A pilgrimage provides an escape from our everyday lives, offering plenty of opportunity for reflections and meditation. While hiking across northern Spain, we found the Beatitudes of the Pilgrim and El Camino.
The Beatitudes of the Pilgrim
1 – Blessed are you Pilgrim, if you discover that the “Camino” opens your eyes to what is not seen.
2 – Blessed are you Pilgrim, if what concerns you most is not to arrive, as to arrive with others.
3 – Blessed are you Pilgrim, when you contemplate the “Camino” and you discover it is full of names and dawns.
4 – Blessed are you Pilgrim, because you have discovered that the authentic “Camino” begins when it is completed.
5 – Blessed are you Pilgrim, if your knapsack is emptying of things and your heart does not know where to hang up so many feelings and emotions.
6 – Blessed are you Pilgrim, if you discover that one step back to help another is more valuable than a hundred steps forward without seeing what is at your side.

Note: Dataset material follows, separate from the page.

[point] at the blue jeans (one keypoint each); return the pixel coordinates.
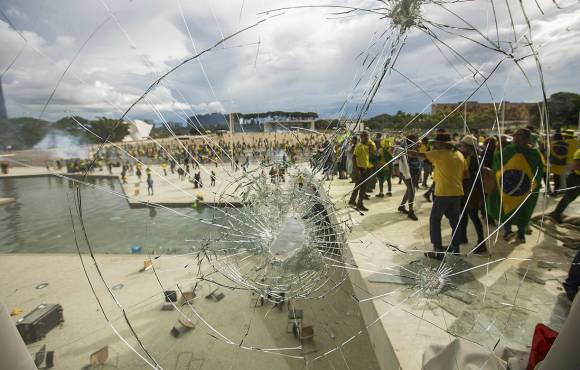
(507, 228)
(572, 283)
(449, 207)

7 – Blessed are you Pilgrim, when you don’t have words to give thanks for everything that surprises you at every twist and turn of the way.
8 – Blessed are you Pilgrim, if you search for the truth and make the “Camino” a life and or your life a “way,” in search of the one who is the Way, the Truth and the Life.
9 – Blessed are you Pilgrim, if on the way you meet yourself and gift yourself with time without rushing, so as not to disregard the image in your heart.
10 – Blessed are you Pilgrim, if you discover that the “Camino” holds a lot of silence, and the silence of prayer, and the prayer of meeting with the Father who is waiting for you.
EL CAMINO
The journey makes you a pilgrim. Because the way to Santiago is not only a track to be walked to get somewhere, nor is it a test to reach any reward. El Camino de Santiago is a parable and a reality at the same time, because it is done both within and outside of the specific time it takes to walk each stage, and along the entire life if only you allow the Camino to inhabit you, to transform you, and to make you into a pilgrim.
The Camino makes you simpler, because the lighter the backpack the less strain to your back, and the more you will experience how little you really need to be alive.
The Camino makes you brother/sister. Whatever you have, you must be ready to share because even if you started on your own, you will meet companions. The Camino breeds community: community that greets the other, that takes interest in how the walk is going for the other, that talks and shares with the other.
The Camino makes demands on you. You must get up even before the sun in spite of tiredness or blisters; you must walk in the darkness of night while the dawn is just growing; you must get just the rest that will keep you going.
The Camino calls you to contemplate, to be amazed, to welcome, to interiorize, to stop, to be quiet, to listen, to admire, to bless . . . nature, our companions on the journey, our own selves, God.